One such partnership is OpenAI’s recent deal with News Corp., which allows the tech company’s tools to display content from news outlets in response to user questions and access content from the Wall Street Journal, New York Post and publications in the United Kingdom and Australia to train its AI models. The deal was valued at more than $250 million over five years, according to the Wall Street Journal, which cited unnamed sources. News Corp and OpenAI declined to comment on the financial terms.

“This landmark accord is not an end, but the beginning of a beautiful friendship in which we are jointly committed to creating and delivering insight and integrity instantaneously,” Robert Thomson, chief executive of News Corp., said in a statement.

“We are committed to a thriving ecosystem of publishers and creators by making it easier for people to find their content through our tools,” OpenAI said in a statement.

Although OpenAI has cut deals with some publishers, the tech industry has argued that it should be able to train its AI models on content available online and bring up relevant information under the “fair use” doctrine, which allows for the limited reproduction of content without permission from the copyright holder.

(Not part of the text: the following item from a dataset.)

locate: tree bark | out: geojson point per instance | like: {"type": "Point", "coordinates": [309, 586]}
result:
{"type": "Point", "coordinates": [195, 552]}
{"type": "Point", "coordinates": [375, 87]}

“As long as these companies aren’t reproducing verbatim what these news sites are putting out, we believe they are well within their legal rights to offer this content to users,” said Chris MacKenzie, spokesman for Chamber of Progress, an industry group that represents companies including Google and Meta. “At the end of the day, it’s important to remember that nobody has a copyright on facts.”

But outlets including the New York Times reject such fair-use claims, arguing that in some cases the chatbots do reproduce their content, unfairly profiting from their thoroughly researched and fact-checked work. The situation is even more difficult for smaller outlets such as L.A. Taco, which can’t afford to sue OpenAI or develop their own AI platforms.

Located in L.A.’s Chinatown with four full-time workers and two part-timers, L.A. Taco operates on a tight budget; its publisher doesn’t take a salary. The site makes most of its money through memberships, so if people are getting the information directly from Google instead of paying to read L.A. Taco’s articles, that’s a major problem.

Legislation is another potential way to deal with Big Tech’s disruption of the journalism industry. The California News Publishers Assn., of which the Los Angeles Times is a member, is sponsoring a state bill known as the California Journalism Preservation Act, which would require digital advertising giants to pay news outlets for accessing their articles, either through a predetermined fee or through an amount set by arbitration. Most publishers would have to spend 70% of the funds received on journalists’ salaries. Another bill lawmakers are considering would tax large tech platforms for the data they collect from users and pump the money into news organizations by giving them a tax credit for employing full-time journalists.

“The way out of this is some type of regulation,” USC’s Kahn said. “Congress can’t get anything done so that basically gives these platforms free rein to do what they want with very little consequence.”